Perusahaan "M" membawaku wawancara ke sana dan ke sini. Akupun dijual kepada perusahaan "D" di Bremen. Aku menjadi engineer. Aku harus belajar lagi banyak hal baru di tempat kerja baru. Akupun kembali ke kota Bremen dengan orang-orang yang berbeda dengan dahulu. Aku juga tak lagi sama. Aku menyimpan pertanyaan tentang tujuan hidup. Apakah menjadi engineer di Jerman adalah Dharmaku? Apakah Bremen rumahku? Apakah ini pekerjaan yang cocok?

Oh, ya, aku juga sempat cuti ke Indonesia tahun lalu. Bandung kini berbeda dengan dahulu. Namun udara malamnya masih romantis, sih. Lebih panas, tapi udara malamnya masih memelukku penuh cinta. Aku melihat geliat ekonomi dalam perjalanan sepanjang Jakarta dan Bandung. Makanan yang biasa kumakan di Jerman, ada semua di Bandung. Akupun bertanya, apakah rumahku di Indonesia. Haruskah kukembali? Jika aku kembali, mau jadi apa?

Perjalananku mencari jati diri belum selesai. Aku tak tahu mau jadi apa, tapi aku tahu tidak mau jadi apa. Dharmaku bukanlah menjadi politisi. Juga bukan jadi penyanyi. Walau ada tawaran jadi caleg, aku merasa bahwa aku tidak memiliki akar politik yang kuat dan takkan mungkin bertahan jadi politisi yang profesional dan jujur. Jadi penyanyi pun tak mungkin karena aku cacat irama. Walau begitu, aku mulai berpikir menjadi eDJ, yaitu DJ abal-abal yang mengandalkan software di laptop dan tidak memakai piringan vinyl seperti DJ sejati. Hehehe.

Dharmaku sebagai pengajar, kulampiaskan dengan berbagi di blog. Kalau cukup bahan dan ilmu, mungkin aku akan membuat buku.

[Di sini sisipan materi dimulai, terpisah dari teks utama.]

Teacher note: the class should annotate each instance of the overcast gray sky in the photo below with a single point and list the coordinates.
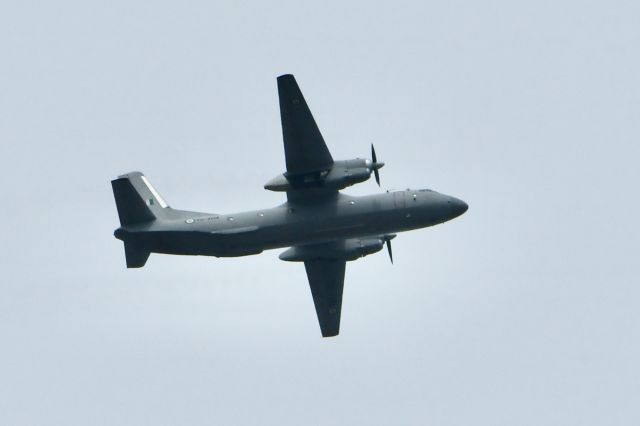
(523, 311)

Dharmaku sebagai pecinta engineering, kujalankan sebaik-baiknya dalam pekerjaanku sebagai engineer. Dharmaku sebagai musisi, kuejawantahkan dengan rajin bernyanyi di kamar mandi (haha). Dharmaku sebagai seorang aficionado dalam sosial politik, cukup kutuangkan dalam tulisanku di blog saja, kaga perlu jadi anggota parlemen. Dharmaku sebagai pecinta sains, kubiarkan hidup dalam diskusi-diskusi bersama kawan-kawan  di Bremen yang sedang menempuh studi doktoral.

Bagaimana dengan Dharmaku sebagai pejuang cinta?
Untuk itu, aku masih mencari wanita pembawa minyak. Kuyakin minyak yang dibawanya adalah minyak sakti yang bisa menyalakan lentera jiwaku hingga terang-benderang dan penuh kehangatan.

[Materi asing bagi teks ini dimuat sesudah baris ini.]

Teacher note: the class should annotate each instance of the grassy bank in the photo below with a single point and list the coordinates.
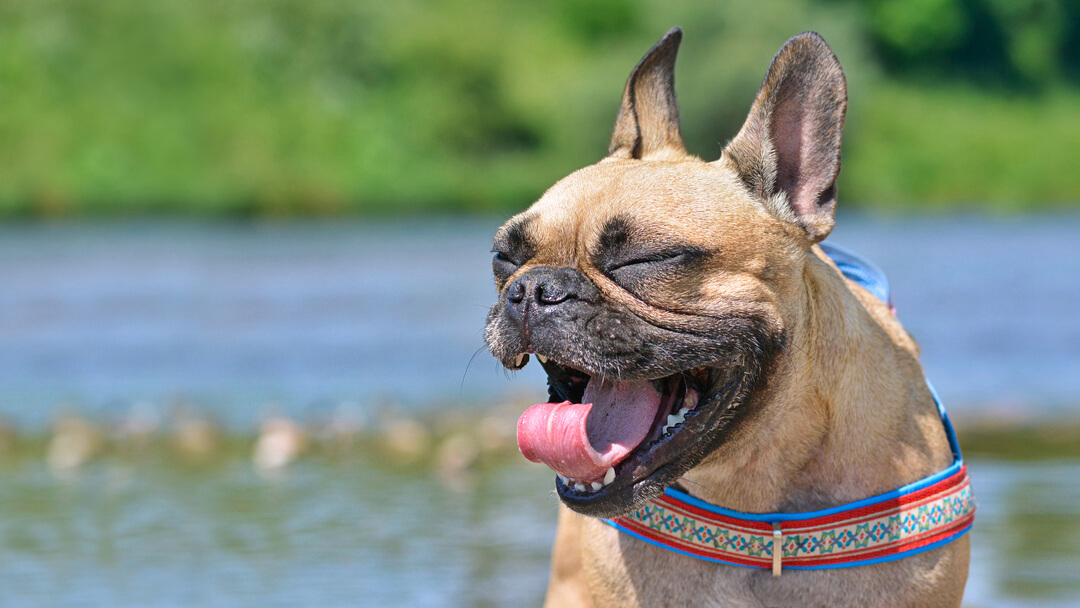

Ini lagu lentera jiwa dari Nugie.
Silahkan dinikmati.

Bremen, 28 April 2013

2 komentar:

Noor Titan mengatakan...

Pernah merasakan kebimbangan yang sama. Salam kenal! Tulisan yang luar biasa, memberi preview tentang apa yang akan kuhadapi di masa depan :)

iscab.saptocondro mengatakan...

Masa depan dan preview.
Masa lalu dan postview.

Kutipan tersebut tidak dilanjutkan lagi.